L’association Anticor reproche à Mme Schiappa une utilisation des moyens de l’Etat à des fins de promotion personnelle

La jeune femme, habituée au buzz médiatique, signe un étrange ouvrage. C’est effectivement un récit intime, rédigé sous forme de lettres adressées à ses deux filles par leur mère, « telle une Madame de Sévigné moderne », écrit son éditeur avec aplomb. Il ne peut cependant pas échapper à une lecture politique, vu la fonction exercée par Mme Schiappa au sein du gouvernement. Il le peut d’autant moins qu’il traite d’un problème crucial pour l’égalité entre les sexes : la capacité pour les femmes à exercer des responsabilités professionnelles tout en ayant des enfants. Elle en a fait sa marque de fabrique : oui, on peut tout faire, y compris écrire un ouvrage épistolaire en étant au gouvernement. Surtout quand on dort comme elle quatre heures par nuit, ce qui n’est pas le lot commun. La créatrice du blog et du réseau Maman travaille, qui l’a fait connaître, emmenait déjà ses enfants aux conseils municipaux du Mans quand elle en était membre, ce qui avait le don d’agacer les élues plus anciennes…

Exercice teinté d’humour

Dans les passages les plus réussis de son ouvrage, Marlène Schiappa dévoile ainsi ce que d’autres ministres, femmes ou hommes, ont peut-être pensé mais jamais dit – comme Najat Vallaud-Belkacem par exemple, elle aussi ministre (sous François Hollande) et mère de deux enfants dont elle ne soufflait jamais mot. Par exemple, Marlène Schiappa sélectionne ses interventions dans les « matinales » radio et télévision en fonction de « la possibilité pour moi de prendre le petit déjeuner avec mes enfants ». « Avec ce critère, Les Quatre Vérités [sur France 2] sont éliminées », conclut-elle. Plutôt convaincant aussi, son sentiment de culpabilité quand elle a cru transmettre une maladie tropicale rare à sa plus jeune fille après un déplacement professionnel au Sénégal. Ou la description de ses premiers jours de mère désemparée face à un bébé « beaucoup trop beau pour moi ».

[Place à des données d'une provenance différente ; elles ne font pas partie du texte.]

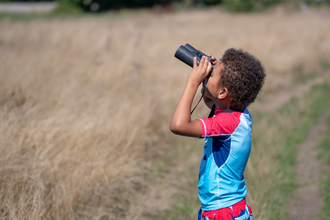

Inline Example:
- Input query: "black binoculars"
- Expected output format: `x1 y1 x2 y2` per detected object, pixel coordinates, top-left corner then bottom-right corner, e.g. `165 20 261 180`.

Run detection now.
174 44 214 78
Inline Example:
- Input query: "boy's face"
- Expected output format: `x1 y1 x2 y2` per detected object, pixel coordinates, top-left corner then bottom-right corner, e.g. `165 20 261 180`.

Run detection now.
205 60 224 101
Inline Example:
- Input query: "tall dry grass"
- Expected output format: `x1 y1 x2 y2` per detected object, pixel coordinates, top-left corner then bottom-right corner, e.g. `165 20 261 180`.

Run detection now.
0 4 330 219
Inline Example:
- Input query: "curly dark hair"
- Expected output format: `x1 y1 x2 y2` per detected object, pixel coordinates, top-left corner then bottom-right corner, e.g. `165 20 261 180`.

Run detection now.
220 48 266 111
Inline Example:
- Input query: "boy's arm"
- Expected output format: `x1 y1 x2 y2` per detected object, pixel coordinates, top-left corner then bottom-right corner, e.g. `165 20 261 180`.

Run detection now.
170 57 212 137
203 96 214 109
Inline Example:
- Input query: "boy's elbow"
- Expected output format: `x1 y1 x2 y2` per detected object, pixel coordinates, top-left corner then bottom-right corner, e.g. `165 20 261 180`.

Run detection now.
170 122 180 134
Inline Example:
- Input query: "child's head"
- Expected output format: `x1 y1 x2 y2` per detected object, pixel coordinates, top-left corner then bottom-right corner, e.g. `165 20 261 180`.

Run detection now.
220 48 266 111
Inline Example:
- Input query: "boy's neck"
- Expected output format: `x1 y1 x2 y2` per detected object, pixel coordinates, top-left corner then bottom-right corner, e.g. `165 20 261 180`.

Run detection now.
214 97 230 109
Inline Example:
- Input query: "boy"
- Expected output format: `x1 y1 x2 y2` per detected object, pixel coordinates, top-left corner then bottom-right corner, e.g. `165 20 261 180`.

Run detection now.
170 48 265 220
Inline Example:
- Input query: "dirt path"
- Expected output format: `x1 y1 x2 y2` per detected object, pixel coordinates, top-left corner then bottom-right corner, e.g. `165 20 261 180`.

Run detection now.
288 109 330 220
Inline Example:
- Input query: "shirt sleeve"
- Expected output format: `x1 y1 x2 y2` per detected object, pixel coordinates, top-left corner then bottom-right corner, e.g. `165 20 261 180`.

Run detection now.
198 113 240 137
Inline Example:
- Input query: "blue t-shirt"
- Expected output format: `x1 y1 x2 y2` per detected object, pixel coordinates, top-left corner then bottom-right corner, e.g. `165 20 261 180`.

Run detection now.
198 109 252 211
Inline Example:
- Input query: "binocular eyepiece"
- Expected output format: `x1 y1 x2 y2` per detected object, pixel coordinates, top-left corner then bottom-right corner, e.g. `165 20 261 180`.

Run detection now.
174 44 214 78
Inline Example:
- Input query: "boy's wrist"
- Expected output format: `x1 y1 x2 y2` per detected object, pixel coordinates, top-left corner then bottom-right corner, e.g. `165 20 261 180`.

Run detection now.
186 81 200 89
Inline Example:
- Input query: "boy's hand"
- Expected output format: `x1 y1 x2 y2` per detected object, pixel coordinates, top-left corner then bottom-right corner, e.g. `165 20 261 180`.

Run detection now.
202 51 217 64
187 56 212 86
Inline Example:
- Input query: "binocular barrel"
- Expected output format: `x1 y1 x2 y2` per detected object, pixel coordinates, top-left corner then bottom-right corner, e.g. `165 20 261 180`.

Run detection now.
174 44 214 69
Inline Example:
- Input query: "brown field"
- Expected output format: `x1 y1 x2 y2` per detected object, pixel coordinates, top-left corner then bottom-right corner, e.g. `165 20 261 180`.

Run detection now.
0 5 330 219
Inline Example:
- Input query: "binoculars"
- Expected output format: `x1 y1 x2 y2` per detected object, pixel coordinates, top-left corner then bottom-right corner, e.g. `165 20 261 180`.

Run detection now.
174 44 214 78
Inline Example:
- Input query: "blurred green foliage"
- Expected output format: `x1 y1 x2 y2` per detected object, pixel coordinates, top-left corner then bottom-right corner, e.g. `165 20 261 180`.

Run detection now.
0 0 330 13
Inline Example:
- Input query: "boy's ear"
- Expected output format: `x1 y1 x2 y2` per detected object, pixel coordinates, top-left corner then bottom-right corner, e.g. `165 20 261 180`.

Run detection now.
218 87 228 100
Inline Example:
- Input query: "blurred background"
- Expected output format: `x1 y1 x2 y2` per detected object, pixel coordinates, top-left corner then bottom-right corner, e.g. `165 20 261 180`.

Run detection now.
0 0 330 220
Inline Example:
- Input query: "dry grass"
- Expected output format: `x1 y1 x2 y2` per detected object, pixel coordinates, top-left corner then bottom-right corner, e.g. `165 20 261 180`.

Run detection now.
0 4 330 219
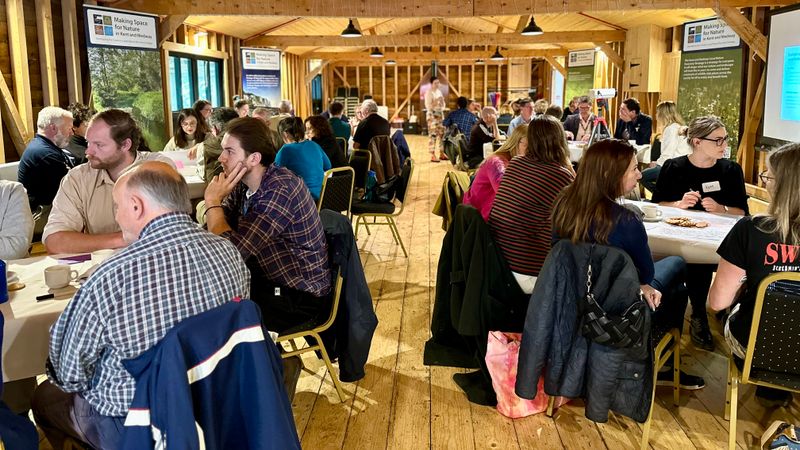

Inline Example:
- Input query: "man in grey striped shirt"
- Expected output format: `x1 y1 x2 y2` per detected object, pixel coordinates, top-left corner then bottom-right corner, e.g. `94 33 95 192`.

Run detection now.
33 162 250 448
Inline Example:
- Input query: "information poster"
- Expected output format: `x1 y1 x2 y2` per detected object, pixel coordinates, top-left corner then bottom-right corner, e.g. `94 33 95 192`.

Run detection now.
564 49 594 102
241 48 281 107
677 18 742 157
83 6 168 150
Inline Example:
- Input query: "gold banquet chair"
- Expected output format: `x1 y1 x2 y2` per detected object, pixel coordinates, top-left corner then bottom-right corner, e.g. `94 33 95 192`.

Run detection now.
725 272 800 449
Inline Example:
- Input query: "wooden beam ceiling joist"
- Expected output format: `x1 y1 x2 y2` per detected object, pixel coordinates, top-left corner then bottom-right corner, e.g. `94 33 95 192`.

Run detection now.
715 6 767 61
247 30 625 48
106 0 786 18
304 49 568 63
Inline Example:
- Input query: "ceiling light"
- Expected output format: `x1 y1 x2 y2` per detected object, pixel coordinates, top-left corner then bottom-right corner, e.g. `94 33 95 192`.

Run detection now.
489 47 505 61
341 19 361 37
520 16 544 36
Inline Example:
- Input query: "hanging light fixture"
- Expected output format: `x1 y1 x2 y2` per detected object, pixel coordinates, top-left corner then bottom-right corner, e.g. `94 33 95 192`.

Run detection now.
489 47 505 61
341 19 361 37
520 16 544 36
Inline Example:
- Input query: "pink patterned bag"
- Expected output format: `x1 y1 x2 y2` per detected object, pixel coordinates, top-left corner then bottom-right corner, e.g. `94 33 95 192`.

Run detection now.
486 331 568 419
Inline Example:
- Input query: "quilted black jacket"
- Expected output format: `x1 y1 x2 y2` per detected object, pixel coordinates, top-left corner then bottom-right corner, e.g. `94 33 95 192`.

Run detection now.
516 240 653 422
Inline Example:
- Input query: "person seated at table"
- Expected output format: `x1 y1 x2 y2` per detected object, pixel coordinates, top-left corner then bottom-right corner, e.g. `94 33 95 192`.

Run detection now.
614 98 653 145
443 96 478 144
353 99 390 150
489 116 575 294
533 98 560 119
42 109 175 254
653 116 749 351
164 109 206 152
0 180 33 261
641 101 692 192
67 103 97 165
253 106 284 150
463 125 528 222
205 119 331 333
464 106 500 168
708 143 800 406
552 139 705 390
33 160 250 449
506 97 533 134
305 116 347 168
564 95 595 142
275 117 331 202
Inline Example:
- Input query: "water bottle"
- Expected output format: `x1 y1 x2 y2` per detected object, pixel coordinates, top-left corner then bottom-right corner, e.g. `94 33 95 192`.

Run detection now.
0 259 8 303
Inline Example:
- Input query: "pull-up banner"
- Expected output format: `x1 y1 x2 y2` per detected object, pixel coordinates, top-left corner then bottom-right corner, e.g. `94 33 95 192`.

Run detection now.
83 6 167 149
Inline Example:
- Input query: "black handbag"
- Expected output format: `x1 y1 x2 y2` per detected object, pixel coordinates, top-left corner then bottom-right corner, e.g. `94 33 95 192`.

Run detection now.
578 246 647 348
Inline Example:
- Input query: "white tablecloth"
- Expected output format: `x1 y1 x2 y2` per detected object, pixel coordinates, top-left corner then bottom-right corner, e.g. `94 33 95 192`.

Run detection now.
0 256 93 381
632 202 740 264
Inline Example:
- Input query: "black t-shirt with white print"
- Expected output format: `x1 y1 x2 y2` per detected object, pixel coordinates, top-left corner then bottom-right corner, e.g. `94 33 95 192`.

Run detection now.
717 217 800 345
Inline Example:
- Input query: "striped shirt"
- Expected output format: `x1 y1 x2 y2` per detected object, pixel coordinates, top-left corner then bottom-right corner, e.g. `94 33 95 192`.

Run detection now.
489 156 574 276
47 213 250 417
222 163 331 297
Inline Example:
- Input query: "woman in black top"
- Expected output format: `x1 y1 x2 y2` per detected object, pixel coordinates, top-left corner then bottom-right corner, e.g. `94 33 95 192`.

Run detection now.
306 116 347 169
653 116 749 351
708 144 800 405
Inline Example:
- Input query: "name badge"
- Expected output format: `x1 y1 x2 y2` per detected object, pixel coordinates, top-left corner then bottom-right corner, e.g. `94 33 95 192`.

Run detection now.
703 181 722 192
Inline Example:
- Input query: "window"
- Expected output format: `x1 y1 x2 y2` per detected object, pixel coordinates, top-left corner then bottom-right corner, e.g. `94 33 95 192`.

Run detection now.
169 53 223 111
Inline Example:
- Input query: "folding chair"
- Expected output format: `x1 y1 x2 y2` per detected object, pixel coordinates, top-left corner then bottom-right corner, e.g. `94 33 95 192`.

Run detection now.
317 167 356 219
275 268 345 403
724 272 800 449
352 158 414 258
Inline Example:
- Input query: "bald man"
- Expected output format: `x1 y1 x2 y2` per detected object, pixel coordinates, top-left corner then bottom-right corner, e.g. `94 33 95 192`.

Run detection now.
33 161 250 448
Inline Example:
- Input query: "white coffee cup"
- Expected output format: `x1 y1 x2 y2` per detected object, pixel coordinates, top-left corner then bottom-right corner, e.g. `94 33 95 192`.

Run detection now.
44 264 78 289
92 248 114 266
642 205 663 219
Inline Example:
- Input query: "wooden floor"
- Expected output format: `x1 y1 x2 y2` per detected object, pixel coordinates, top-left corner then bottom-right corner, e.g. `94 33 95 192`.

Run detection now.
293 136 800 450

L’exercice, teinté d’humour, tourne parfois au registre de la littérature de gare quand, entre récit d’un quotidien survolté et conseils de survie à ses filles en colonie de vacances, Marlène Schiappa passe à la narration de ses rendez-vous amoureux. « Ce soir-là, le garçon parle, parle, parle, il ne s’arrête plus, écrit-elle. Celui d’avant était joueur. Fin, cultivé. Avec un sourire qui appelait au secours et des cernes sous les yeux, promesses de soirées prolongées. Mais alors là, quel ennui. Je regarde autour. Il ne va jamais se taire ? » Il rappelle souvent la presse féminine – que Marlène Schiappa prétend pourtant prendre à contre-pied. « Les magazines ne savent rien du corps des femmes (…), écrit-elle. Je ne suis pas la plus mince ni la plus jolie, je n’ai jamais acheté de crème raffermissante. De toute ma vie. Ce qui compte, c’est qui vous êtes, vous. »

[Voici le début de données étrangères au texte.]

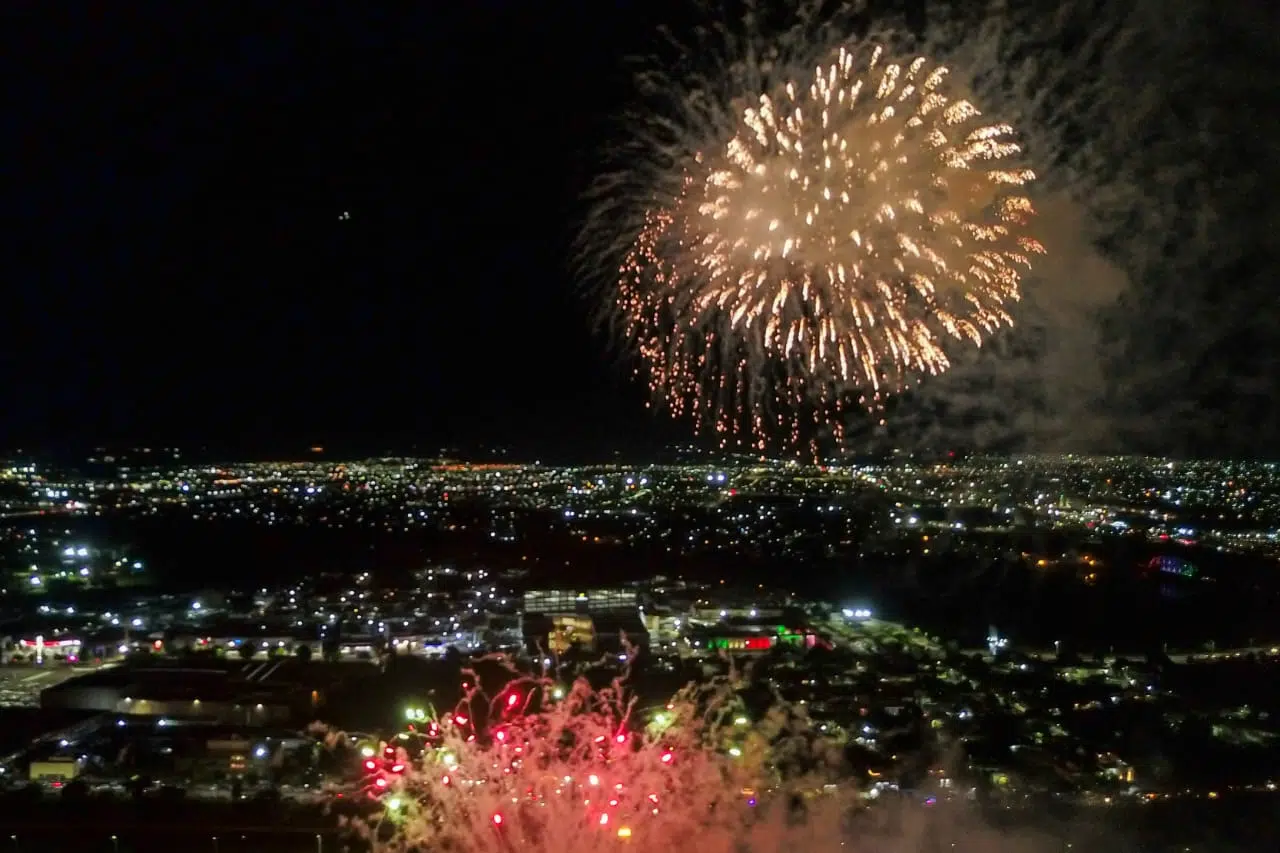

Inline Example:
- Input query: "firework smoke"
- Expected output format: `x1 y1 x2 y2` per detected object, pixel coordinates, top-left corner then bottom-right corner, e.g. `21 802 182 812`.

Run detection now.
580 0 1233 448
340 675 859 853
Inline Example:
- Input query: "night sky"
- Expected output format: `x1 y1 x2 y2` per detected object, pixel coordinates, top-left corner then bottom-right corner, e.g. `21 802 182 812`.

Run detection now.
0 0 1280 455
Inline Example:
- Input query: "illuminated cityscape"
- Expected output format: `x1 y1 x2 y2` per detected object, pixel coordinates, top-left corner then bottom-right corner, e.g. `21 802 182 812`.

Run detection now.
0 450 1280 850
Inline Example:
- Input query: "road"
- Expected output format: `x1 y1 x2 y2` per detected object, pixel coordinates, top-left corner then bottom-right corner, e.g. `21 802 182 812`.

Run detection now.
0 663 96 708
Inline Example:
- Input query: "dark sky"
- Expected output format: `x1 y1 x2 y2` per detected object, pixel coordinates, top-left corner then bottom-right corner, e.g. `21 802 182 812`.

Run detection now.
0 1 686 458
0 0 1280 453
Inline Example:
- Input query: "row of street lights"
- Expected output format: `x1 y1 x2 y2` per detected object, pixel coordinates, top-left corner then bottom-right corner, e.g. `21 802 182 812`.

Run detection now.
9 833 327 853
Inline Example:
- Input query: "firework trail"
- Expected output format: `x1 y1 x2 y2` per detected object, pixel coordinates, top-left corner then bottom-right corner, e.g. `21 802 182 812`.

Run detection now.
579 0 1204 458
340 672 859 853
581 8 1043 458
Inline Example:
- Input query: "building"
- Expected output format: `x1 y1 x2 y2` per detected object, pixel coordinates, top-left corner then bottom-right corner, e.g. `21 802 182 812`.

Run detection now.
525 589 640 615
40 660 361 725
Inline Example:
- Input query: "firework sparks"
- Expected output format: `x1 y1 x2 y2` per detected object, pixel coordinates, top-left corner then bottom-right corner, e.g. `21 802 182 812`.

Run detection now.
614 46 1043 450
352 679 858 853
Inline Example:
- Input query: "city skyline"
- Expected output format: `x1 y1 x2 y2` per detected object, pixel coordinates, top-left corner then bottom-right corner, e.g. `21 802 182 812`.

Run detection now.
10 4 1280 457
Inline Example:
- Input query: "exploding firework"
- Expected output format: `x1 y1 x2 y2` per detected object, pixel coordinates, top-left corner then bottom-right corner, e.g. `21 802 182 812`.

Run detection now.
614 38 1043 450
355 679 856 853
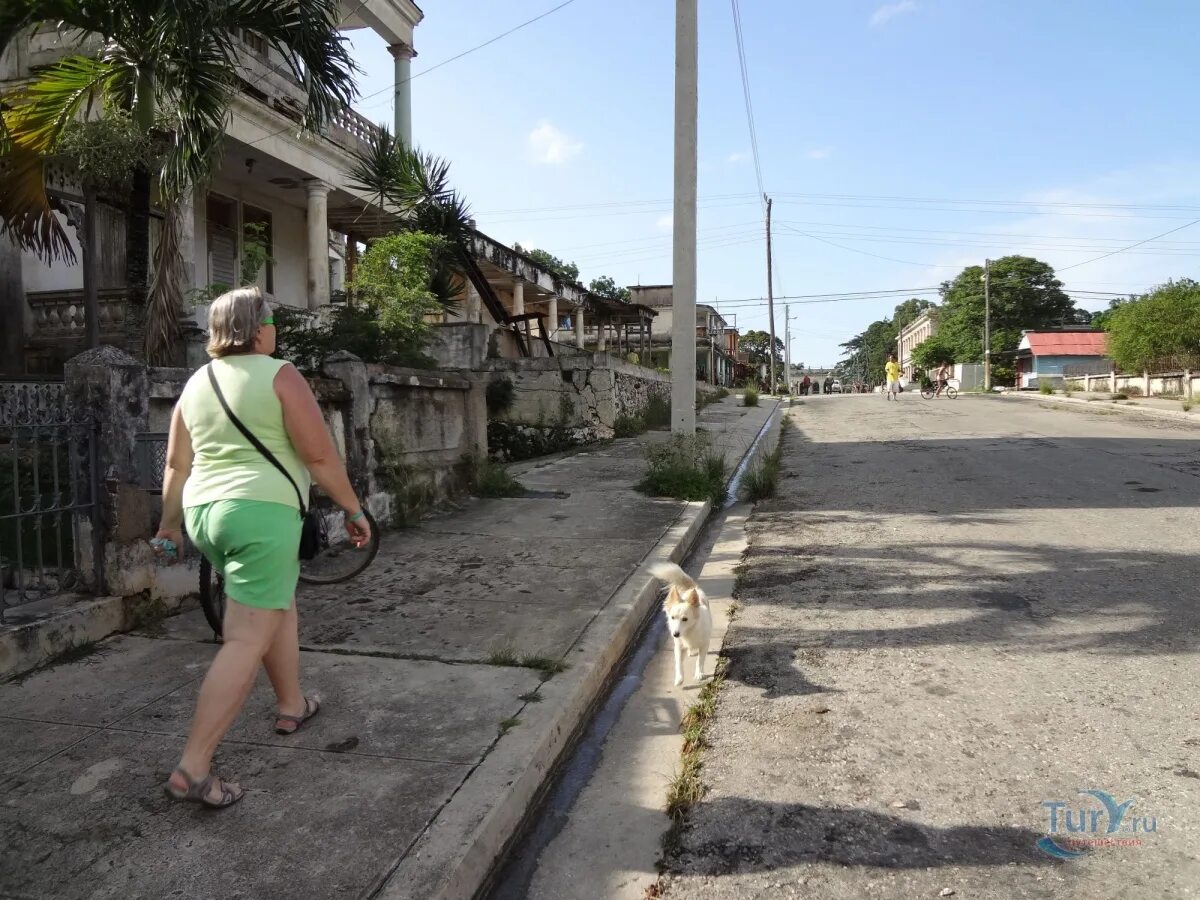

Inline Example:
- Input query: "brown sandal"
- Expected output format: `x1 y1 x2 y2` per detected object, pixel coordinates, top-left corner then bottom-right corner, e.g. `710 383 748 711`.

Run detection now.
275 696 320 734
166 767 246 809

Une secrétaire d’Etat devrait-elle écrire ça ? Le public attend-il cela de la part d’une femme politique ? Il est vrai qu’il est à la recherche d’authenticité. Ainsi exposée, elle devient une forme comme une autre de communication. Ce qui pourrait passer chez Marlène Schiappa pour de la naïveté, ou une volonté puérile de se donner en exemple, pourrait bien révéler au contraire une maîtrise parfaite des codes de la société du spectacle.